The executive order, previously expected for the fourth quarter of
last year, was further delayed in part to avoid antagonizing Beijing
ahead of Secretary of State Antony Blinken's planned February trip
to China. That trip was later postponed because of the Chinese spy
balloon.
National security adviser Jake Sullivan first flagged the issue in
July 2021 when he said outbound U.S. investment flows into Chinese
technology might harm national security and undermine export
controls.
Peter Harrell, a White House official who left the administration
late last year, told a House of Representatives committee earlier
this week that he "strongly" recommended the government establish "a
narrowly tailored regime" requiring disclosure of investments in
certain key Chinese technologies with the ability to "limit or block
the small number of transactions that are likely to raise serious
national security risks."
Efforts to incorporate an outbound investment screening plan in
legislation failed last year in Congress.

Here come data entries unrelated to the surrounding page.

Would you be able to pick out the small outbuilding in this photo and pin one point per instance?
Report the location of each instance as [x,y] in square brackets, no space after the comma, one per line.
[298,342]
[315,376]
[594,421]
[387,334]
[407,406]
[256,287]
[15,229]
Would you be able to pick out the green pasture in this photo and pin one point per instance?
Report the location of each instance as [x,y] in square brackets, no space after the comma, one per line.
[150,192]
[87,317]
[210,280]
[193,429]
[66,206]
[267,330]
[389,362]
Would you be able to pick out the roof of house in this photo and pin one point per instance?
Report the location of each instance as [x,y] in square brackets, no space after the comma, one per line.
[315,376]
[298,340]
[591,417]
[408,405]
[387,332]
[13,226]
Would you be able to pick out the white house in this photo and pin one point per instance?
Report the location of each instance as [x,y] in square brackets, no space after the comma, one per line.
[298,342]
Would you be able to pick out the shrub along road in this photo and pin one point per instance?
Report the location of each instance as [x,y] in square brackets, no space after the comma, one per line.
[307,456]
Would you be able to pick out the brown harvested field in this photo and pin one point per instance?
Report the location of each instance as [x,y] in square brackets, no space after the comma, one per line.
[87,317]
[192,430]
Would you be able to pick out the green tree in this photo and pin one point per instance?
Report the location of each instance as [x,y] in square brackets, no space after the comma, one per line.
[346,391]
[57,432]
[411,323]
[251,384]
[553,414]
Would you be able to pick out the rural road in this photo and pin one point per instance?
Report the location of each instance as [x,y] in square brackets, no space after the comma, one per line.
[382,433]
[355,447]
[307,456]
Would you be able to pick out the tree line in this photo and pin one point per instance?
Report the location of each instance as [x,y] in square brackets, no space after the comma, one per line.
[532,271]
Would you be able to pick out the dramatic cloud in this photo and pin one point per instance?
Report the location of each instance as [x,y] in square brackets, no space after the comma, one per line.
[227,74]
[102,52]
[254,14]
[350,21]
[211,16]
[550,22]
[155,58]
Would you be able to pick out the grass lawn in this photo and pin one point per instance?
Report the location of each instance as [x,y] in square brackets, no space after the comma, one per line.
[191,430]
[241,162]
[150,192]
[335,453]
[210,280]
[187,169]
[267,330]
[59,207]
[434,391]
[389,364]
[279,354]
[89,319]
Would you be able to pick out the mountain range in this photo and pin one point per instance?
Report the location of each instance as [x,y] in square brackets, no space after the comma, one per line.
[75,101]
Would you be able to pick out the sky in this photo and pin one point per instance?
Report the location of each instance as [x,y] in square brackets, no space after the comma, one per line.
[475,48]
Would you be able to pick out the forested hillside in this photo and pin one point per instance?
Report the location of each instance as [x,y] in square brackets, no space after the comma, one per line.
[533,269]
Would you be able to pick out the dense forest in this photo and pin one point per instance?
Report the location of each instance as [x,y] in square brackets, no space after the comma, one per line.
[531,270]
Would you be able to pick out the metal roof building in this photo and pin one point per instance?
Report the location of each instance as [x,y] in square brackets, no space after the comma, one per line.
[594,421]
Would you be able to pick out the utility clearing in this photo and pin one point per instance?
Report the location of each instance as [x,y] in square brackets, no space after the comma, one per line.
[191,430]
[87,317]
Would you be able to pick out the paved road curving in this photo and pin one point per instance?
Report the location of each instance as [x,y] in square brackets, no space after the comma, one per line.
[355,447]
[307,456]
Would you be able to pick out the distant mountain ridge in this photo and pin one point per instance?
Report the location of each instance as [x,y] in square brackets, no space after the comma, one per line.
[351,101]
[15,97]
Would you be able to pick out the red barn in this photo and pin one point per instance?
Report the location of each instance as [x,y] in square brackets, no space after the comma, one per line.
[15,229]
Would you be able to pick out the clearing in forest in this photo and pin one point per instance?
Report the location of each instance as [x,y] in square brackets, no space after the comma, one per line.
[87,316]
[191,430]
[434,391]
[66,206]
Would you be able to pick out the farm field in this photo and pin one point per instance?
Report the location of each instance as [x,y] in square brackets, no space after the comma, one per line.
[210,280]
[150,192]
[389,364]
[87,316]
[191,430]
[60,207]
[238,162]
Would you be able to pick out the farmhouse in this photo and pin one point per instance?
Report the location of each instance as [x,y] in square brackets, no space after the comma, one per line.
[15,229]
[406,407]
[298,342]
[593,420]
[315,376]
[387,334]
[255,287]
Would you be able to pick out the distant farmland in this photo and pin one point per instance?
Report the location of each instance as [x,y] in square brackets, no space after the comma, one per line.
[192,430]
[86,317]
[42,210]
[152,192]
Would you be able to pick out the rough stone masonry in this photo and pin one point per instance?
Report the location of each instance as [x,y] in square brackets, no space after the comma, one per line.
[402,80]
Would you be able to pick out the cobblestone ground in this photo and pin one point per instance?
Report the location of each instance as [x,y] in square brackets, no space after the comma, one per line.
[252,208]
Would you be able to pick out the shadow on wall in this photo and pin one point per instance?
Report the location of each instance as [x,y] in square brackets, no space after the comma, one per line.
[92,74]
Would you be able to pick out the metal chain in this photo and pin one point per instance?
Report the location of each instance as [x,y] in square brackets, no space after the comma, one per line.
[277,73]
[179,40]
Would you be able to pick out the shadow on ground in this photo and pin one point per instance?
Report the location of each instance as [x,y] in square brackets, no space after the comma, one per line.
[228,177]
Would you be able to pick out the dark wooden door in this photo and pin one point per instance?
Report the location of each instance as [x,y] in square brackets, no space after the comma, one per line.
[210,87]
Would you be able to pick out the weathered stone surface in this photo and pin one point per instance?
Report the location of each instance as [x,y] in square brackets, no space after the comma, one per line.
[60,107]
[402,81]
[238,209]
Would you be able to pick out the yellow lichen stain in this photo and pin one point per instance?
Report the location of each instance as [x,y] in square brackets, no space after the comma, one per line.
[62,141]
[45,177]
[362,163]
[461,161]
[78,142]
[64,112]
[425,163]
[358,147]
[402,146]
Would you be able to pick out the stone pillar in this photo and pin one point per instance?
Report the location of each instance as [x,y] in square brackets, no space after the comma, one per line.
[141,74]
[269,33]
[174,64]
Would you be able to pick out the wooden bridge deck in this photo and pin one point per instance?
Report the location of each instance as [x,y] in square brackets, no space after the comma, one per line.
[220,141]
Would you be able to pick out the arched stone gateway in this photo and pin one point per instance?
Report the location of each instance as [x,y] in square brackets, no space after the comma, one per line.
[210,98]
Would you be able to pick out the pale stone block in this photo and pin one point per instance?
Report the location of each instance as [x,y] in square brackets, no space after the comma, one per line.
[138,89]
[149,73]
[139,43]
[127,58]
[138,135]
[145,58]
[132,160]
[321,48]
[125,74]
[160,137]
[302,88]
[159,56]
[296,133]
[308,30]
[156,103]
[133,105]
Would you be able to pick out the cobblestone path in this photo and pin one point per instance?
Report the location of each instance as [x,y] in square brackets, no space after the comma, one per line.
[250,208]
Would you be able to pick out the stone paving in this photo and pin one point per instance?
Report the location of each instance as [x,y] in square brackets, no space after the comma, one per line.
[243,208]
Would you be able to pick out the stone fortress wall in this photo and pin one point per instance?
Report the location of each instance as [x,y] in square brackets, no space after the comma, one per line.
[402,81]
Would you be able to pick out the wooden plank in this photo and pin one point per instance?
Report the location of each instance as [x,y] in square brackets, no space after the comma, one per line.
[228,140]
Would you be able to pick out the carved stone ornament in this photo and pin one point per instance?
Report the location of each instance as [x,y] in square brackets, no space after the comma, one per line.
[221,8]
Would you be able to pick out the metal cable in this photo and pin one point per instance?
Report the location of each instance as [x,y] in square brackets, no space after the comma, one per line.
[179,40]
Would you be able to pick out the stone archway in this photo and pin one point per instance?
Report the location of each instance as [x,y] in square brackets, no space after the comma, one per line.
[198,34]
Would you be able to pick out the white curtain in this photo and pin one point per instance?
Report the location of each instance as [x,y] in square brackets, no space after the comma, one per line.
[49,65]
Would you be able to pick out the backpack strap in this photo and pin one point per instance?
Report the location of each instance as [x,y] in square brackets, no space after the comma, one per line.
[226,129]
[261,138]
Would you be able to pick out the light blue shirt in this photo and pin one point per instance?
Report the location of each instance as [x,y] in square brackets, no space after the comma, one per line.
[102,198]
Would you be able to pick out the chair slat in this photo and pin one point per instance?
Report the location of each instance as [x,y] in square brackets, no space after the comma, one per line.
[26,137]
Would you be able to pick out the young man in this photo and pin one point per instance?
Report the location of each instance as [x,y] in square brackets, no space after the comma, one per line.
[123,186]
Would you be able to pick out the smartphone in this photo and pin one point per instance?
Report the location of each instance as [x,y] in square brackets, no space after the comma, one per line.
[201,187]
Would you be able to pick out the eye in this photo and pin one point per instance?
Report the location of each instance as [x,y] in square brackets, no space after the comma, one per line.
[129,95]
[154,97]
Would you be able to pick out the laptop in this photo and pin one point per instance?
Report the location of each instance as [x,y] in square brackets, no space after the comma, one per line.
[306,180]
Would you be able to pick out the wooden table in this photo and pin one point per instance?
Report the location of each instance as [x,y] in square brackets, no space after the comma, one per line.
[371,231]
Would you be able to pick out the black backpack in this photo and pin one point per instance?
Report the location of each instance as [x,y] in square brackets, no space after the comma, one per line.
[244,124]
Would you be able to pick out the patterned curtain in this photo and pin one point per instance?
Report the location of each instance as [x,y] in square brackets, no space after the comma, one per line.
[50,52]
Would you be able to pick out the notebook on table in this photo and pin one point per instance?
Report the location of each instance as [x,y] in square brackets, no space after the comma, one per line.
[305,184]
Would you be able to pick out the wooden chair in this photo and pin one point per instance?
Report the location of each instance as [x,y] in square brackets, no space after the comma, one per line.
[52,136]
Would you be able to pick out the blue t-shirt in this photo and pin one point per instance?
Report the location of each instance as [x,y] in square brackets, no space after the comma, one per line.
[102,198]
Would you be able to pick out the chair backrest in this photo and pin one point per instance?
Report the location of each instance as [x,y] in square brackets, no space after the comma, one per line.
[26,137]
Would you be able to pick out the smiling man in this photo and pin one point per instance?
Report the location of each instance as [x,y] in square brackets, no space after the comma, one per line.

However, a spending bill
signed into law in December gave the U.S. Departments of Treasury
and Commerce $10 million each to identify what it would take to
implement a program to address national security threats from
"outbound investment" in certain sectors. Their reports are due
later this month.
(Reporting by Alexandra Alper in Washington and Karen Freifeld in
New York; editing by Chris Sanders, Anna Driver and Leslie Adler)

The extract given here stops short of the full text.